48. EIGRP DUAL ([1]) • In determining the successor for the subnet the router does the following: • Determines which neighbors have an advertised metric to the subnet that is less than the router’s FD to the subnet. If any neighbor’s advertised metric that is less then they are feasible successors for that route. • Calculate the minimum computed metric to the subnet. (FD) • The router with the lower FD becomes the successor. (if FS metrics had been the same, then equal cost load balancing could be used)

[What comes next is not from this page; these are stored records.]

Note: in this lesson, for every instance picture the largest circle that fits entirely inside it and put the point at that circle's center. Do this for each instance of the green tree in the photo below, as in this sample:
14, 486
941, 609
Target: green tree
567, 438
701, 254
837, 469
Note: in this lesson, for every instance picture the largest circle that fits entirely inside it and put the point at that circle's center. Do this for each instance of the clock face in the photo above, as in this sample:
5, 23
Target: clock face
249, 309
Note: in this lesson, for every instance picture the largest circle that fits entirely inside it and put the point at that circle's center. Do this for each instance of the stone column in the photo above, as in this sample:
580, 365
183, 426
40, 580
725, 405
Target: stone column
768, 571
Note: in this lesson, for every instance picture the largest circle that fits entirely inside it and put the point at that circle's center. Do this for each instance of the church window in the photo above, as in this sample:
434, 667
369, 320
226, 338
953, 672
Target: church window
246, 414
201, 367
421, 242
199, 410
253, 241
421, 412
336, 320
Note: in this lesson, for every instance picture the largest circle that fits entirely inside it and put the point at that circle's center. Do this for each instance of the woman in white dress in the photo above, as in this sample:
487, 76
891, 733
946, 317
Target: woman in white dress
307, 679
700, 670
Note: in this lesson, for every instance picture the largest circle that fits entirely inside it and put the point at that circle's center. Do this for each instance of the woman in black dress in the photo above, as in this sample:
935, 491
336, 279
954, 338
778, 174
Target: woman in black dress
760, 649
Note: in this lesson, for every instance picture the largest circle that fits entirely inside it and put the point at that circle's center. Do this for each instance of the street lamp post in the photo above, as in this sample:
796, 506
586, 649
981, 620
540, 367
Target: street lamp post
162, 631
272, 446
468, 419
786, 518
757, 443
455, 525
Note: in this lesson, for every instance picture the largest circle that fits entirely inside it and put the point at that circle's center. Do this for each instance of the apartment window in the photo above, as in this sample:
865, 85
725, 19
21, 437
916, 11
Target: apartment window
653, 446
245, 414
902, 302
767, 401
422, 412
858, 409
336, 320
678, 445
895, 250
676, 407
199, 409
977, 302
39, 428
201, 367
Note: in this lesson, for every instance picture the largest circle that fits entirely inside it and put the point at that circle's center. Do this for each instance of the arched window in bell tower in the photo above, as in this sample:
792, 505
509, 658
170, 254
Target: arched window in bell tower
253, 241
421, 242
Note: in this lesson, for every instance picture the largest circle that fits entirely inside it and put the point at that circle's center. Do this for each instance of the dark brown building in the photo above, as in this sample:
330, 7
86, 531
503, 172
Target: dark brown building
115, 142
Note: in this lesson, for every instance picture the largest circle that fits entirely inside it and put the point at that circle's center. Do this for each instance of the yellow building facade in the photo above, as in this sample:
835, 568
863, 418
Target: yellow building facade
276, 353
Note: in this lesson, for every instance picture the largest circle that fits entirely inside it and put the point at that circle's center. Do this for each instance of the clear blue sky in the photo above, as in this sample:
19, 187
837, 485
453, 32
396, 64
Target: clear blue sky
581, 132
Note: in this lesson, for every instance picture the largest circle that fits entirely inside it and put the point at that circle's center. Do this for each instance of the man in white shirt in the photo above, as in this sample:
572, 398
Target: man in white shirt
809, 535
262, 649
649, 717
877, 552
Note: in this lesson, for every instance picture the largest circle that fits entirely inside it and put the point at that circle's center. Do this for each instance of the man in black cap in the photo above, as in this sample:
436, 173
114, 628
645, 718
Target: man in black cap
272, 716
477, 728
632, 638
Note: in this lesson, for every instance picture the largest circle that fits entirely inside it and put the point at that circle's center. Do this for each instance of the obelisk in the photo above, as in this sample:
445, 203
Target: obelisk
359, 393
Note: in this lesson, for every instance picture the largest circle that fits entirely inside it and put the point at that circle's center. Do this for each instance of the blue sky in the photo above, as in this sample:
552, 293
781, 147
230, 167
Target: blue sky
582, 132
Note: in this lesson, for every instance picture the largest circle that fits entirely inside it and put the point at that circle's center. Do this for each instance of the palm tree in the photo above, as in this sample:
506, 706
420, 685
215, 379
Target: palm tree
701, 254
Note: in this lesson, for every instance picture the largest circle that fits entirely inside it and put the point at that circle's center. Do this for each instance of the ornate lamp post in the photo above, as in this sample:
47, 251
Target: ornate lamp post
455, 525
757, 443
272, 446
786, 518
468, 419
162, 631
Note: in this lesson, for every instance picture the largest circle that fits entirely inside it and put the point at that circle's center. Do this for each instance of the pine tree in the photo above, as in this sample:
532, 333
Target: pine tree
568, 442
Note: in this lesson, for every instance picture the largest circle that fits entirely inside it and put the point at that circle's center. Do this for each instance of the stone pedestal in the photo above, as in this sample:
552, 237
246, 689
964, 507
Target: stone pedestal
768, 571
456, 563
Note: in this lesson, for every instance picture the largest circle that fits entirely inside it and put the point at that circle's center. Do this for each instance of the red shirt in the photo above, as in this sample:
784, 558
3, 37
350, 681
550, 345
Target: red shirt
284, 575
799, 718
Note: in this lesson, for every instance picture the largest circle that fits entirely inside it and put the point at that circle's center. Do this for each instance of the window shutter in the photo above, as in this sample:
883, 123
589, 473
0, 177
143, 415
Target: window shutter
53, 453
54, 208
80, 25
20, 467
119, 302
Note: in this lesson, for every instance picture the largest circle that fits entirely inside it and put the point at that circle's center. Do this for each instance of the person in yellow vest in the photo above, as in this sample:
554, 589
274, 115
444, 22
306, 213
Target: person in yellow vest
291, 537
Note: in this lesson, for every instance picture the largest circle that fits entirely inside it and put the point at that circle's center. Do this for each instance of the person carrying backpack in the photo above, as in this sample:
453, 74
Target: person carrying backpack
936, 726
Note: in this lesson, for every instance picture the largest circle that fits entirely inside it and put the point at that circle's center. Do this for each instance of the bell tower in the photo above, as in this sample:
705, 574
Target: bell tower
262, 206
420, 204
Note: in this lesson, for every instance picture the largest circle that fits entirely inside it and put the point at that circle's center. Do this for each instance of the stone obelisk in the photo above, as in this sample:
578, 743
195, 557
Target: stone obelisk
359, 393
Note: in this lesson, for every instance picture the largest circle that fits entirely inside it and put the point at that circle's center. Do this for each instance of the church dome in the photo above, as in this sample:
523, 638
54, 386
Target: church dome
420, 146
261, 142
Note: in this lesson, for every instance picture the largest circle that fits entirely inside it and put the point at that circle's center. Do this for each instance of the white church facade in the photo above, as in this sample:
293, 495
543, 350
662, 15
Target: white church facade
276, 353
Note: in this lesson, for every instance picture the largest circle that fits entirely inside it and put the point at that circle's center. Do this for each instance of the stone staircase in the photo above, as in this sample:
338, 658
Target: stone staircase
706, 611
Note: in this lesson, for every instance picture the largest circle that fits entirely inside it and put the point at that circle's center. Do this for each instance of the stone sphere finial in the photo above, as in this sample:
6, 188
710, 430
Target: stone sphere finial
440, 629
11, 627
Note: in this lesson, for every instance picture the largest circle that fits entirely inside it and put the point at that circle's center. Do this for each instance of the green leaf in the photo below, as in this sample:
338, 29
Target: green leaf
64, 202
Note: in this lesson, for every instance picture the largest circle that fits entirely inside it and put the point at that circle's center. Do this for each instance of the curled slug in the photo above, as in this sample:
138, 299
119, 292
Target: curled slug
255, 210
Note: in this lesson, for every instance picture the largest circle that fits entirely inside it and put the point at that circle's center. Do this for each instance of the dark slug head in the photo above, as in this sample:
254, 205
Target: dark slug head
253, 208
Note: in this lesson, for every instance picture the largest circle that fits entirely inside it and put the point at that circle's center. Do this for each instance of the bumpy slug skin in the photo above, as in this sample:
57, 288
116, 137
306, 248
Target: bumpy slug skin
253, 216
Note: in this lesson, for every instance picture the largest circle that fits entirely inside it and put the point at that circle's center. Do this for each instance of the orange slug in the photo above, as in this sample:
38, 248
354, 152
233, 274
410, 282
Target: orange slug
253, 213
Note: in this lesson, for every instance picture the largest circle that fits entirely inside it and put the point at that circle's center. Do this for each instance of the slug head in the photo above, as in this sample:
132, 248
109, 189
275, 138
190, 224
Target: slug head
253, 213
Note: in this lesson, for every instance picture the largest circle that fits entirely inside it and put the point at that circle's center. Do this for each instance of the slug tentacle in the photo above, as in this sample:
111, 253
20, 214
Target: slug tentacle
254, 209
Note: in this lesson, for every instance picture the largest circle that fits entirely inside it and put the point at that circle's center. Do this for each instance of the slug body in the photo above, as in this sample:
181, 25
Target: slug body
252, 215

49. EIGRP DUAL (cont) • What happens if the successor route fails? • If there is a feasible successor for the failed router then there is no transition to Active for the subnet and the feasible successor will take over as the successor. • This is known as local computation.

50. EIGRP DUAL (cont) • If no feasible route is known based upon the routing information previously learned from neighbors, the route goes Active for that destination. • The router then sends queries to all neighboring routers. The queries are propagated until an alternate route is found. The query contains the new calculated FD, which is “unreachable”. • This is known as a diffusing computation. • The router will set the reply status flag to one, which means that a reply is expected.